Portfolio Rebalancing Assignment

A passive investment plan advocates to buy, hold and periodically rebalance a portfolio. Rebalancing is a risk management tool that means that at times an investor must sell winners and buy more losers.

In this assignment, you will see the impact of letting a portfolio ride without periodically rebalancing back to the desired asset allocation. You will first determine what the ending balances are for each component of a portfolio that starts with 50% of the portfolio in a stock fund and 50% in a bond fund. The annual returns for each of the funds is provided. These returns determine what the ending balance in fund are from year to year. If funds are allowed to ride without rebalancing. Each fund will grow by the amount of the return for that fund in a year.

You will also examine what balances will be in each fund if the two funds are shifted back to having a 50-50 allocation. The next years balance for each fund will be the rebalanced amount increased by the return for each fund. The portfolio will again be rebalanced back to the 50-50 allocation. There are three ways to rebalance a portfolio 1. Sell the overrepresented part of the portfolio to buy the underrepresented part of the portfolio, 2. Add enough money to get the portfolio back to 50-50 (this is the most tax efficient way to rebalance), 3. Do a combination of the two. Assume that the overrepresented asset in the portfolio is sold so that an investor can buy more of the underrepresented asset.

The final step is to do an additional three years of returns to see the impact of rebalancing when stocks are no longer increasing in value.

Requirements:

Start the exercise with a portfolio made up of $50,000 in stocks and $50,000 in bonds.

  1. Use the posted spreadsheet to calculate ending balances given annual returns for the S&P 500 and the bond index.
    1. Do not change the proportion in each when not rebalancing, that is, assume the balance is allowed to stay at the amount accumulated in each fund from year-to-year.
    2. Assume that one asset is sold and the other is purchased to get back to a 50-50 allocation each year in the with rebalancing portion of the spreadsheet.
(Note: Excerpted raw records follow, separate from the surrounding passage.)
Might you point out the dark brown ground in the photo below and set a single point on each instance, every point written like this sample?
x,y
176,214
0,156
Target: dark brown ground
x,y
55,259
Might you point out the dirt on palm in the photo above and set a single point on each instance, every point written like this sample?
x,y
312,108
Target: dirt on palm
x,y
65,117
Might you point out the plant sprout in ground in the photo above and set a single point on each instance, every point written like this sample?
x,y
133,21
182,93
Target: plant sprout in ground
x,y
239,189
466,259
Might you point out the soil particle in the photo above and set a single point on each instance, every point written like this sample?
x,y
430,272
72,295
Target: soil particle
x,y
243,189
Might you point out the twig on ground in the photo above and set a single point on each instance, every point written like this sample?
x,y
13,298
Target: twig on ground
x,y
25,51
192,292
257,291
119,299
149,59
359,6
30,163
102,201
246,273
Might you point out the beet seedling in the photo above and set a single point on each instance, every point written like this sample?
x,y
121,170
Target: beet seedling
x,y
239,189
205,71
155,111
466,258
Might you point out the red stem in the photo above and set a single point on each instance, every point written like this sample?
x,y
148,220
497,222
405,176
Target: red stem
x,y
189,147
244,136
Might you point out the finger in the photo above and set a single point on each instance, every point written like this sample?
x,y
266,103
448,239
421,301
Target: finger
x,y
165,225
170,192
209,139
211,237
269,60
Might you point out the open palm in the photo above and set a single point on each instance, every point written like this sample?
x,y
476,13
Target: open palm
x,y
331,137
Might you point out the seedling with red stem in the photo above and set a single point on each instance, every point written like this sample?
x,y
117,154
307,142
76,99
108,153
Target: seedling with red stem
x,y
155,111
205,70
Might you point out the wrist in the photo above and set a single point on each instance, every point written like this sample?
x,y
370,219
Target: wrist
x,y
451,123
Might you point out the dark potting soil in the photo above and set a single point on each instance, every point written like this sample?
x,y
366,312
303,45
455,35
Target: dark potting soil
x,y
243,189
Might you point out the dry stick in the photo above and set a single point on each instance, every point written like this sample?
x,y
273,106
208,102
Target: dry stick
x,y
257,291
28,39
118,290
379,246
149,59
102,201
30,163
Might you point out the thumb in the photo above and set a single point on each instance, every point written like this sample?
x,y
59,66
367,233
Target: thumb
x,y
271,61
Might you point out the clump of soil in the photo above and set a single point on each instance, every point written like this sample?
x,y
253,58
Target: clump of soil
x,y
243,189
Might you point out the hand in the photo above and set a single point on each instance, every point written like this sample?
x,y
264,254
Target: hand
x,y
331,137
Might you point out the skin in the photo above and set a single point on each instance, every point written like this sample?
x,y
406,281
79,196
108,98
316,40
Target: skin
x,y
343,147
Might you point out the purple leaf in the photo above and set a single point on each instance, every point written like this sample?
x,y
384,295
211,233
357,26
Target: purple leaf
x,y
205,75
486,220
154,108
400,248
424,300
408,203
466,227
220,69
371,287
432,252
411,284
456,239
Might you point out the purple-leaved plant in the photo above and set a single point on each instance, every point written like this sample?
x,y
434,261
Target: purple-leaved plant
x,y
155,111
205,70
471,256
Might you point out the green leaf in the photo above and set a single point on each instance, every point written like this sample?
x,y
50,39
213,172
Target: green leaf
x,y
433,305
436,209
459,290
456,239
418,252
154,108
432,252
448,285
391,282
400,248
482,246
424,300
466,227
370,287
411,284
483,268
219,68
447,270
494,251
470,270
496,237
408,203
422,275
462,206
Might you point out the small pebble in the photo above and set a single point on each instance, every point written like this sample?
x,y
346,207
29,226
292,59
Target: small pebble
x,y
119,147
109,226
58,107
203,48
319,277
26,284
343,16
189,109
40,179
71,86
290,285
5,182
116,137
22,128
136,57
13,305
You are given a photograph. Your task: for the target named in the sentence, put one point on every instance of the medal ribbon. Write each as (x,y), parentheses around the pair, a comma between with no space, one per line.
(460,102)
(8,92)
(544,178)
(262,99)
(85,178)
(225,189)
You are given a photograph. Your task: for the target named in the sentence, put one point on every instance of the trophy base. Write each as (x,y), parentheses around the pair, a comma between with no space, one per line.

Show your work for how much to sell, how much to buy and what the new balance in each fund will be after rebalancing at the end of each year. This is the balance to begin the next year for computing the balance at the end of a year using that years return for each fund.
  2. Enter the balance in each fund at the end of the 5-year period. Show what proportion is in each fund.
    1. Without rebalancing
    2. With rebalancing
  3. Go through the same steps as in step 1 for the next three years of returns for the S&P 500 and the bond fund. Show what proportion is in each of the stock and bond funds
    1. Without rebalancing
    2. With rebalancing
  4. Comment on whether the account with or without rebalancing has the higher portfolio value after the entire 8-year period.